Stefano Massini innovA 22-09-2018_1

E poi via, cullando chi ascolta con una voce pacata ma mai monocorde, ecco Massini passa a ricostruire le vicende del creatore della Siemens, «che cresce con due fari: l’acciaio e il volo. L’ossessione per la leggerezza lo porta addirittura a brevettare una macchina volante e quando in Germania viene scoperto un enorme parco fossile di archaeopteryx, l’anello di congiunzione tra i pesanti dinosauri e i leggeri esseri volanti, lui lo compra e lo dona ad un museo, perché tutti potessero ammirarli». Nuovo evocativo richiamo alla forza e alla “leggerezza” dell’acciaio.

Altro salto nel tempo e nello spazio: Stefano Massini ci porta in America, ai tempi della guerra di secessione, «quando le flotte contrapposte sono composte da navi di legno, ma solo fino al 18 marzo 1862. Quel giorno compare una nave sudista (la Virginia) fatta di acciaio spesso 10 millimetri e fa strame di quelle nordiste.
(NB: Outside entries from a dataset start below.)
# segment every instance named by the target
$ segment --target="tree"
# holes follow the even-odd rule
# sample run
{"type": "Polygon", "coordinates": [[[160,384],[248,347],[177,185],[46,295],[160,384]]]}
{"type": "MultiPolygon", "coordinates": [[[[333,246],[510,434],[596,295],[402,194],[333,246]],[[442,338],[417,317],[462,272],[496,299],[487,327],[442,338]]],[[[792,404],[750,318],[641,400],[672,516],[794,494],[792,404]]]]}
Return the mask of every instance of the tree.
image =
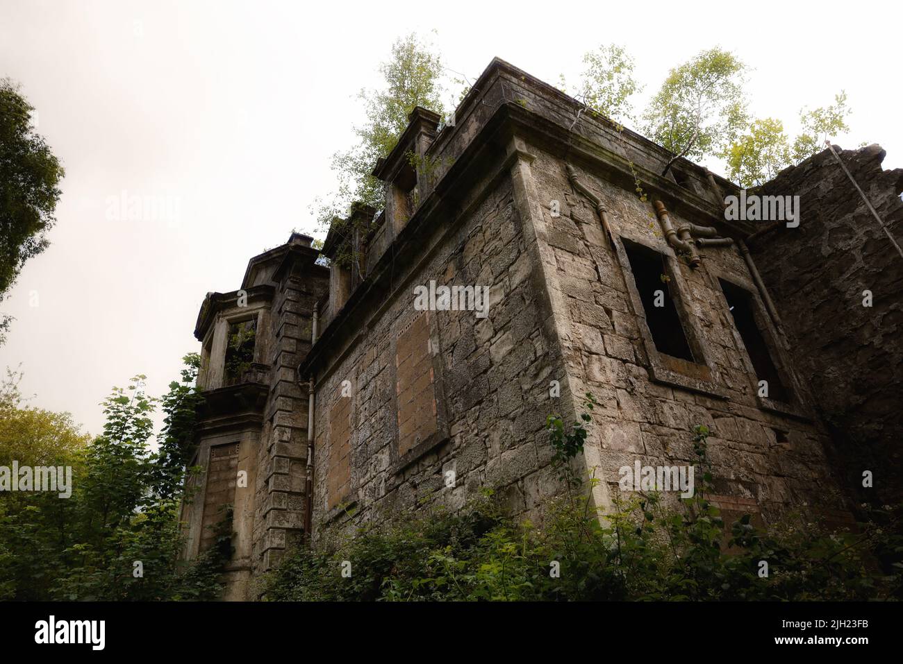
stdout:
{"type": "Polygon", "coordinates": [[[167,417],[157,453],[149,447],[157,400],[144,393],[143,376],[113,389],[103,401],[103,434],[88,441],[68,415],[23,408],[11,373],[0,387],[0,465],[17,458],[71,466],[73,491],[69,498],[0,493],[0,599],[219,596],[227,552],[213,549],[191,563],[179,557],[180,503],[200,399],[191,384],[198,355],[184,360],[182,382],[160,400],[167,417]]]}
{"type": "Polygon", "coordinates": [[[742,187],[762,184],[790,164],[790,146],[780,120],[754,120],[722,155],[728,177],[742,187]]]}
{"type": "Polygon", "coordinates": [[[824,149],[824,142],[829,136],[849,132],[846,118],[851,110],[846,105],[843,90],[834,95],[834,103],[827,108],[822,106],[812,111],[800,109],[799,119],[803,133],[796,136],[793,144],[794,163],[812,157],[824,149]]]}
{"type": "Polygon", "coordinates": [[[782,169],[795,165],[820,152],[824,141],[848,132],[846,118],[851,111],[846,105],[846,93],[834,96],[834,103],[827,107],[799,112],[803,132],[793,145],[784,133],[779,120],[755,120],[748,132],[741,134],[721,153],[728,165],[728,175],[742,187],[760,185],[771,180],[782,169]]]}
{"type": "Polygon", "coordinates": [[[389,59],[380,64],[379,71],[385,87],[379,90],[362,89],[358,95],[367,116],[366,122],[355,128],[358,143],[332,155],[338,191],[328,201],[318,198],[312,206],[319,227],[325,231],[331,226],[342,236],[350,236],[353,230],[342,227],[339,222],[348,217],[352,203],[382,209],[383,183],[371,172],[377,161],[387,156],[398,143],[414,106],[444,115],[444,68],[442,56],[432,43],[413,32],[396,40],[389,59]]]}
{"type": "MultiPolygon", "coordinates": [[[[32,126],[33,110],[18,86],[0,79],[0,301],[25,261],[47,248],[65,174],[32,126]]],[[[0,314],[0,344],[11,319],[0,314]]]]}
{"type": "Polygon", "coordinates": [[[745,71],[719,48],[671,69],[643,114],[647,135],[675,154],[663,175],[681,157],[717,153],[747,125],[745,71]]]}
{"type": "MultiPolygon", "coordinates": [[[[617,44],[600,46],[583,55],[586,69],[577,94],[590,108],[619,124],[633,120],[630,97],[642,90],[633,77],[634,60],[617,44]]],[[[564,77],[561,77],[563,88],[564,77]]]]}

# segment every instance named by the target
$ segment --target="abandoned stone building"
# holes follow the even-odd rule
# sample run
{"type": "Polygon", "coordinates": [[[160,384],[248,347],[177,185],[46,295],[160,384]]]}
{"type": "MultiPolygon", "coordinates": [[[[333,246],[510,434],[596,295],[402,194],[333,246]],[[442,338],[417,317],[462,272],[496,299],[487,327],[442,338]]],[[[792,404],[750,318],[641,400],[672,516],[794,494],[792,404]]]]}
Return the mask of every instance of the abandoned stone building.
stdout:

Ma la controparte corre ai ripari e riequilibra la situazione varando la Monitor, facendo temere che la guerra possa durare in eterno». Anche questo aneddoto ha una morale: «Innovazione è superare costantemente quello che sembra ormai il meglio della tecnologia disponibile».

E infine, restando in quella parte del mondo, ecco la parabola di «un inventore che sperimenta per anni (nella sfiducia della moglie, che lo considera un inetto) una gomma in grado di resistere alle basse e alte temperature». Un giorno, al rientro a casa della donna, per evitare di essere nuovamente umilato, per nascondere il lavoro che stava facendo, butta tutto quello che aveva amalgato nel forno, dimenticandolo poi acceso». Quando se ne ricorda, scopre si è formata una gomma nuova, proprio con le caratteristiche sognate». L’uomo cerca inutilmente di brevettare la sua scoperta, «ma non ci riesce, tanto che muore solo e povero, lasciando i debiti i figli. Anni dopo un imprenditote viene in possesso della "ricetta" e chiede ad una chimica di origine polacca di trovare un’alternativa alle componenti della gomma, vista l’impennata dei prezzi delle materie prima in seguito ad una delle ricorrenti crisi in Medio Oriente». La donna si mette al lavoro ed è per puro caso, mescolando gomma e acciaio, che arriva al kevlar. L’imprenditore, in onore dello sfortunato inventore originario, decise di brevettare il tutto con il suo nome: GoodYear». 

Insomma «una serie di storie fatte di durezza, ma anche di leggerezza e adattabilità». L’acciao che protegge. L’acciaio che galleggia e vola. L’acciaio che è capace di superare tutte le convenzioni e le convinzioni. In una sola parola, l’acciaio che innovA.